Jobs, inflation data may break the US Treasury market out of narrow range

By David Randall

NEW YORK (Reuters) – A series of upcoming economic reports and Congressional testimony from Federal Reserve Chairman Jerome Powell could jolt U.S. government bonds out of a narrow trading range.

Yields on benchmark U.S. 10-year Treasuries, which move inversely to bond prices, have bounced between about 4.20% and 4.35% since mid-June, as the market digested data showing slowing inflation and signs of cooling economic growth in some indicators. The 10-year yield stood at 4.33% on Friday.

So far, the economic numbers have failed to dispel doubts over how deeply the Fed will be able to cut interest rates this year, keeping Treasury yields range-bound. But next week’s U.S. employment data, followed by inflation numbers and Powell’s appearance could change that outlook.

“The market has settled into a narrative that we may see incremental softness but not a growth scare,” said Garrett Melson, a portfolio strategist at Natixis Investment Managers Solutions. “That will continue to keep us in this range, but the one thing that will push it meaningfully lower is an increase in the unemployment rate.”

U.S. monthly inflation as measured by the personal consumption expenditures (PCE) price index was unchanged in May, a report released on Friday showed, advancing the narrative of slowing inflation and resilient growth that has tamped down bond market gyrations and buoyed stocks in recent weeks. Yet futures linked to the fed funds rate showed traders pricing in just under 50 basis points of rate cuts for the year.

Market reactions to employment data, due next Friday, could be exacerbated by low liquidity during a week when many U.S. bond traders will be on vacation for the July 4th U.S. Independence Day holiday, said Hugh Nickola, head of fixed income at GenTrust.

“The market is waiting for the other shoe to drop.”

A recent survey by BofA Global Research showed fund managers the most underweight bonds since November 2022. Some believe that means yields could fall further if weakening data bolsters the case for more rate cuts and spurs increased allocations to fixed income.

Other highlights for the month include consumer price data scheduled for July 11. Powell is scheduled to give his semiannual testimony on monetary policy on July 9 at the Senate Banking Committee, said the office of its chairman, Senator Sherrod Brown, on Monday. If tradition holds, the Fed Chair will deliver the same testimony at the House Financial Services committee the following day.

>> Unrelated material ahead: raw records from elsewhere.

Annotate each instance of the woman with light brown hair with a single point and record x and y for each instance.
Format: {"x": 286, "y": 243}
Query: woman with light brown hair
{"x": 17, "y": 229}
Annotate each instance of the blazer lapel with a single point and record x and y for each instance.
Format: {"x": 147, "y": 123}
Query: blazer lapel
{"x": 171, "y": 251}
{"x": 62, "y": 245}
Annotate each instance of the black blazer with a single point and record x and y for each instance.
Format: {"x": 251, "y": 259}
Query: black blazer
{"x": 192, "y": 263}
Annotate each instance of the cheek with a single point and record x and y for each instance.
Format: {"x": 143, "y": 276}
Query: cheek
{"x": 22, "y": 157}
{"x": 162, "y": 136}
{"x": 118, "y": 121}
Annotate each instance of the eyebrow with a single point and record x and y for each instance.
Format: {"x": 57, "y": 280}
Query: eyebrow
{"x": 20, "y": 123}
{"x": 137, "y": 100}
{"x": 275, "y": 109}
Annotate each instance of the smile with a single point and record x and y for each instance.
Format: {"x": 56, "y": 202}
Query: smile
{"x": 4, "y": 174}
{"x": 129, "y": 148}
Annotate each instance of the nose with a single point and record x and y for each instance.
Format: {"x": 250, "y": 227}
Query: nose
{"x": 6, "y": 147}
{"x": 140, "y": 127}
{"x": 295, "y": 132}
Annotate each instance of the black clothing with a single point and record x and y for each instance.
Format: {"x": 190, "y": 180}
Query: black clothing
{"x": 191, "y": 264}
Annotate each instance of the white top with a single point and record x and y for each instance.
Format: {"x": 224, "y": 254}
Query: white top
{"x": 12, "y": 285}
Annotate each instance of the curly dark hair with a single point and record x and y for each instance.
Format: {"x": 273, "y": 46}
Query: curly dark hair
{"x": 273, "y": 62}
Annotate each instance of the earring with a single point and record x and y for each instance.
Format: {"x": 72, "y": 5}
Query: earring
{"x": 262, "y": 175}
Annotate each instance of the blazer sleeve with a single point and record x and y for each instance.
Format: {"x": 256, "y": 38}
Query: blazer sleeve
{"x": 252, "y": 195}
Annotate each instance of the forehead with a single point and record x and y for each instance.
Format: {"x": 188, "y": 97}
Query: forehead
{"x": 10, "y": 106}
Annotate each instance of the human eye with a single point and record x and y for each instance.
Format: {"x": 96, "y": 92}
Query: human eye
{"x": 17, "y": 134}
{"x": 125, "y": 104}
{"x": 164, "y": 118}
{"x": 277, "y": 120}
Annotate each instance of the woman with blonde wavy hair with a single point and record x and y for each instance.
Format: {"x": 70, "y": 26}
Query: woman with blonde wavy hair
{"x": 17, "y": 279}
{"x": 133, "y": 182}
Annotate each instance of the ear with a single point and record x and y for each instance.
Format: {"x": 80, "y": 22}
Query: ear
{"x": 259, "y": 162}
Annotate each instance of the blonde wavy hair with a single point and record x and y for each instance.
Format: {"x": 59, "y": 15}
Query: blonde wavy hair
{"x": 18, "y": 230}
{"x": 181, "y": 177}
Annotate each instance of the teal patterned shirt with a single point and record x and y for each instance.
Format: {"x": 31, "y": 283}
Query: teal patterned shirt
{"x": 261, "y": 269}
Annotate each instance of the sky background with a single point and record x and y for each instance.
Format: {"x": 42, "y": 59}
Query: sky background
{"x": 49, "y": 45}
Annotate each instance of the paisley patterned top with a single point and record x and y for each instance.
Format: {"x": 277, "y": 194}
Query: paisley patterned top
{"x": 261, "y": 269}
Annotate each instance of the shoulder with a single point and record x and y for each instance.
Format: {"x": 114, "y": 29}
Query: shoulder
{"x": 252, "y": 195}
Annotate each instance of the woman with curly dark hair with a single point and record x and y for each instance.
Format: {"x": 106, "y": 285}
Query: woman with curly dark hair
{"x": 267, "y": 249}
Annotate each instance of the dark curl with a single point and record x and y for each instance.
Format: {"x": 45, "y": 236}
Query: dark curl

Some investors are not convinced Treasury yields have much further to fall. Despite its recent cooling, inflation has proven more stubborn than expected this year, forcing the Fed to rein in expectations for how aggressively it can cut rates. A recent unexpected inflationary rebound in Australia underscored how difficult it has been for some central banks to keep consumer prices under control.

At the same time, some investors believe inflation is unlikely to return to pre-pandemic levels and the U.S. economic is likely to show a higher level of underlying strength, limiting the longer term downside for bond yields, said Thierry Wizman, global FX and rates strategist at Macquarie Group.

“The market has become much more acclimated to the idea that when the Fed cuts rates, they won’t cut by as much as people surmised a few months ago,” Wizman said. “People have adjusted their expectations but there’s a limit to how much yields can fall on one month of bad data.”